Just like the large systemically important banks and other financial institutions in 2008, key technology players know they are serving a public infrastructure role: if they are put out of business by the EU regulators’ fines, the global digital economy, including the EU’s small and medium players, will be crippled. They know they are systemically important and are playing a thinly veiled “I-dare-you-to-take-me-down” game.

Some, in Silicon Valley, seem to be firmly convinced they are too big to fail.

There is a global and systemic lack of visibility of the end-to-end personal data value chain.

Small and medium enterprises have no viable technical means to comply with the GDPR.

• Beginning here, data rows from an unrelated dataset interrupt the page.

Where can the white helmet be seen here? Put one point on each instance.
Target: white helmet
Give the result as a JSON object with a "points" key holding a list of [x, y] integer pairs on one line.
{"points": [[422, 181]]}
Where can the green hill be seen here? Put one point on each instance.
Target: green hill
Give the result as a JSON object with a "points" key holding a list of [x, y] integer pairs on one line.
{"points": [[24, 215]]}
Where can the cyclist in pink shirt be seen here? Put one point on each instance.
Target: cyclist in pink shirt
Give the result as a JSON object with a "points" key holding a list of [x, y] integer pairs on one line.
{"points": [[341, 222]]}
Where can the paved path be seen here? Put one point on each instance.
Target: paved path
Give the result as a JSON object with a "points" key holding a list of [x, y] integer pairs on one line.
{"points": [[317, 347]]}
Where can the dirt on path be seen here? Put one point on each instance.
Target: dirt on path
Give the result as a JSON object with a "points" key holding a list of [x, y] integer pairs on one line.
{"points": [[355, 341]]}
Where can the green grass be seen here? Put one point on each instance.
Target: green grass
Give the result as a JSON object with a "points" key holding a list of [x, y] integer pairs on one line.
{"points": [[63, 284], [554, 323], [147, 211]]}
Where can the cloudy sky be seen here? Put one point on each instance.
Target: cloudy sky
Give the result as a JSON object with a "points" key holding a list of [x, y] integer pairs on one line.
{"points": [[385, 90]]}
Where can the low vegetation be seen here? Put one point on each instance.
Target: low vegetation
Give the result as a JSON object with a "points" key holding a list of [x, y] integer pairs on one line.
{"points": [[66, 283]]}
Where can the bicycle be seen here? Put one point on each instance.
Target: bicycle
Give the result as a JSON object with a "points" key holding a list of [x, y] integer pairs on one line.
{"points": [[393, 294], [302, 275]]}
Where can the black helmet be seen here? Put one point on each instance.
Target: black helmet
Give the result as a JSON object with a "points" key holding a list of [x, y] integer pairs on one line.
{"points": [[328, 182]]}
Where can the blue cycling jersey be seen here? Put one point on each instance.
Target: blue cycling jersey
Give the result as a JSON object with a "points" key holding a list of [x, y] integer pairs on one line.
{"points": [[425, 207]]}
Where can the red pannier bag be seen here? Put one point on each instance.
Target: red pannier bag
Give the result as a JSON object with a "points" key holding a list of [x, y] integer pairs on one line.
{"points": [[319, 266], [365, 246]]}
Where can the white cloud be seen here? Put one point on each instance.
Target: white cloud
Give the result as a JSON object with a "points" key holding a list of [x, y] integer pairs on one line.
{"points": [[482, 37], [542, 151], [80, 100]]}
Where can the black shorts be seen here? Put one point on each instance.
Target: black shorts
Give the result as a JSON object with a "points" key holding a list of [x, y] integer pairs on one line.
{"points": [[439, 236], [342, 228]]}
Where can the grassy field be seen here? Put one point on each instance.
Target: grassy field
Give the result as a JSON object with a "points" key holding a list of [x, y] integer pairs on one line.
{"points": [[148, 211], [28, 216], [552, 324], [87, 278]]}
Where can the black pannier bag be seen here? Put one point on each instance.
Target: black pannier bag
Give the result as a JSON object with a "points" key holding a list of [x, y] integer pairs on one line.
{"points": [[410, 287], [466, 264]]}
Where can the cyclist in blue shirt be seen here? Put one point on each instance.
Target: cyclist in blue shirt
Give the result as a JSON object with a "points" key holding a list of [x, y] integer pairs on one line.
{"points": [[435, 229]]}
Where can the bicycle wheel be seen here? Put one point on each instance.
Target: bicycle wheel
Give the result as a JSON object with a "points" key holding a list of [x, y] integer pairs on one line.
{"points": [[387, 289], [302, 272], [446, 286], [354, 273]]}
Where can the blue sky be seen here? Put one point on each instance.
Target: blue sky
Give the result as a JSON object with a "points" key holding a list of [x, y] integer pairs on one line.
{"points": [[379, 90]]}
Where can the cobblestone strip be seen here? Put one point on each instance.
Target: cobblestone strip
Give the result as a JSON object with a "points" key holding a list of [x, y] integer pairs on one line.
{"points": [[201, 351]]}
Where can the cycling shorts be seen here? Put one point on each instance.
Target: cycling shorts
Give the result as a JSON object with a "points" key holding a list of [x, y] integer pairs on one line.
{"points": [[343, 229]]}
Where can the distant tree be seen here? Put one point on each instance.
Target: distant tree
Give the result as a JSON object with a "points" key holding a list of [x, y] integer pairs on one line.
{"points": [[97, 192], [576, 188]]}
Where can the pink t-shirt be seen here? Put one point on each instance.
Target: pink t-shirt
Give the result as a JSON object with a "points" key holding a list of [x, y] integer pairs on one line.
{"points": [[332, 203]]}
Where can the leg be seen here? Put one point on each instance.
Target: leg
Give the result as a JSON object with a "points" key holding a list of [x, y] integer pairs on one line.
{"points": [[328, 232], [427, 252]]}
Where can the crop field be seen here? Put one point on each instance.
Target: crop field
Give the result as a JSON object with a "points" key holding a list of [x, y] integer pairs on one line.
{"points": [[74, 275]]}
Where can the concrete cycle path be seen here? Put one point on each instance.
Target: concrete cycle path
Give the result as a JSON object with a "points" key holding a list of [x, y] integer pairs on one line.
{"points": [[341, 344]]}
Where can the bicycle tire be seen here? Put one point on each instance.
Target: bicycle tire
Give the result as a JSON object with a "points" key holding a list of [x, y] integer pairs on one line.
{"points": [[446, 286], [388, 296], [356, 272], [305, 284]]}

Key technology players are not changing their data business model. Most have been slow in producing tools for others in their ecosystem to achieve GDPR compliance. Small and medium businesses relying on key IT infrastructure are left with no choice but paying lip service to their GDPR obligations, without any operational ability to execute on these.

The reasons all of the above can trigger financial instability is that no business can genuinely operate independently of any other in the personal data space. If personal data obtained from third parties has not been sourced in a GDPR compliant manner, a business is taking on data counterparty risk. If personal data is handled in a manner that does not permit individuals to exercise their rights over it, a business is taking on operational risk. If personal data is subject to multiple data portability or data erasure requests, a business is facing data liquidity risk.

There is a global and systemic lack of visibility of the end-to-end personal data value chain. Lawyerly obfuscation of privacy policies and crafty catch-all terms and conditions are not helping businesses grapple with the new nature of data as an asset class.

When the first GDPR fines strike, the global equity markets will see 2007-2008 systemic trust issues replay and personal data may well be the next subprime.

It's not too late to avert a new subprime crisis. Activist investors: are you asking the right questions? Institutional investors: are you betting on the wrong data business models? Silicon Valley: how far are we from data lineage and traceability in Big Data?